NERDAGES
(Credit: Platinum Games | Official Blog Page)
I’ve wrapped up my run of Ninja Gaiden 4 on Xbox Series S, clocking in just under 10 hours on normal difficulty. After years of waiting and a summer remaster that didn’t quite hit the mark, I’m happy to say this entry feels like a solid return to form. It’s fast, brutal, stylish, and unapologetically old school where it counts. It’s not perfect, but it’s exactly what I hoped for when I first saw the trailer.
First off, Ninja Gaiden 4 performs extremely well on the Series S. For a game this fast-paced, stability is everything, and I didn’t experience any noticeable frame drops or crashes. In a year where many modern titles stumble at launch, that’s worth calling out.
The combat system is as tight as ever, fluid, deliberate, and deeply satisfying. Every move feels precise, and the weapon variety keeps things interesting. The camera still struggles during chaotic mob fights, but one-on-one duels are where this game truly shines. Each encounter feels like a test of timing and focus, the kind of combat that reminds you why this franchise is legendary.
The parkour system deserves credit too. It’s quick, flashy, and usually intuitive. There were moments when the path forward wasn’t totally clear or a few annoying ranged enemies tried to grief me mid-wall-run, but overall it adds a great layer of mobility to the gameplay loop.
Boss fights are a major highlight, not too long, not too easy, and not the kind of damage sponges that slow momentum. Every encounter feels fair and skill-based, and the pacing across all of them hits the sweet spot.
Switching between playable ninjas also adds welcome variety.

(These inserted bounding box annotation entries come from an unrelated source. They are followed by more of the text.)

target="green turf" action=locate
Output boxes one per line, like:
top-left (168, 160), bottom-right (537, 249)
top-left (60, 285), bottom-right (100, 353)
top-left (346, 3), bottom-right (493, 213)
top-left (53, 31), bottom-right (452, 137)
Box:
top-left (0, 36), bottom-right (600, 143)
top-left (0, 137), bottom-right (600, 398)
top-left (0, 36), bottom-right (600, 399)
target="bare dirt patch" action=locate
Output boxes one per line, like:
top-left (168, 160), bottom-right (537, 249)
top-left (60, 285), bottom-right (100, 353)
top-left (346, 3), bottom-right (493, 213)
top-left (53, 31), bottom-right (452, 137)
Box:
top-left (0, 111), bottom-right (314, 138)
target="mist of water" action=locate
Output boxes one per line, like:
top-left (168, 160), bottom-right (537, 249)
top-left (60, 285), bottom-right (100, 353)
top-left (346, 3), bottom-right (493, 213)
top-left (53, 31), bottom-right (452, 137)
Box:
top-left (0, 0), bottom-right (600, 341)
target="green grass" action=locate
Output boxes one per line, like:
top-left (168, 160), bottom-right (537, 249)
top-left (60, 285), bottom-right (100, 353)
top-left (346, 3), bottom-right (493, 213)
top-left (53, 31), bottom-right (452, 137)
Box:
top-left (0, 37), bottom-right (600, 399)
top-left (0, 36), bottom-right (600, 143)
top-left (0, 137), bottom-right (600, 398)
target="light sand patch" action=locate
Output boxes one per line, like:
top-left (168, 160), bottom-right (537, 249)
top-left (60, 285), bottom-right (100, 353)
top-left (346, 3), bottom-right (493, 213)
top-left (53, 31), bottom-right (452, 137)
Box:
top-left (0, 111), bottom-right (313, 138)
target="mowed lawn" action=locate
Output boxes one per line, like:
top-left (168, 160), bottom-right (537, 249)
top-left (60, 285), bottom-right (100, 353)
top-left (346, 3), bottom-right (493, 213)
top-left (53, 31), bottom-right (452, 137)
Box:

Ryu, as always, feels like the ultimate super ninja, and alternating between characters keeps the combat fresh without breaking rhythm.
The biggest letdown is the story. It’s not terrible, just not memorable. Like previous Ninja Gaiden titles, it jumps between multiple ninja storylines that eventually intertwine, but the revelations don’t land as hard as they should. The nonlinear structure makes it harder to stay emotionally invested, and by the end, it just feels like background noise to the excellent gameplay.
Balance is another small gripe. There are several sequences where you’re forced to take on multiple bosses back to back without a chance to restock healing items or buffs. The game does compensate by slowly refilling consumables after repeated deaths, but that approach feels artificial. A smarter inventory or checkpoint system could maintain the challenge while preserving the sense of accomplishment.
Late in the game, you unlock a new weapon mapped to the D-pad’s upper-left angle, which sounds fine until you actually need to use it mid-combat. It’s an awkward input choice that breaks the flow of combat and can cost you in tougher fights. At higher difficulties, it’s the kind of detail that could make or break a run.
And while rare, I also ran into a few AI hiccups early on, enemies getting stuck behind walls or attacking cover geometry while I was safely tucked away. It’s a minor issue, but seeing that kind of pathing bug in 2025 feels like a step backward.
Ninja Gaiden 4 doesn’t reinvent the franchise, but it doesn’t need to. It delivers fast, precise, and brutally satisfying gameplay wrapped in a sleek futuristic Tokyo aesthetic that mostly works. The camera issues, unremarkable story, and minor mechanical quirks keep it from greatness, but what’s here is pure, well-tuned action.
If you’re a longtime fan, you’ll feel right at home, and if you’re new, the inclusion of easier difficulty modes makes it far more approachable than older entries. It’s available on Game Pass, and at a modest 32 GB install size, it’s an easy recommendation for subscribers.
You may not binge it to completion in one weekend, but this is the kind of game that’s perfect to keep installed and return to for quick bursts of high-skill, high-adrenaline action.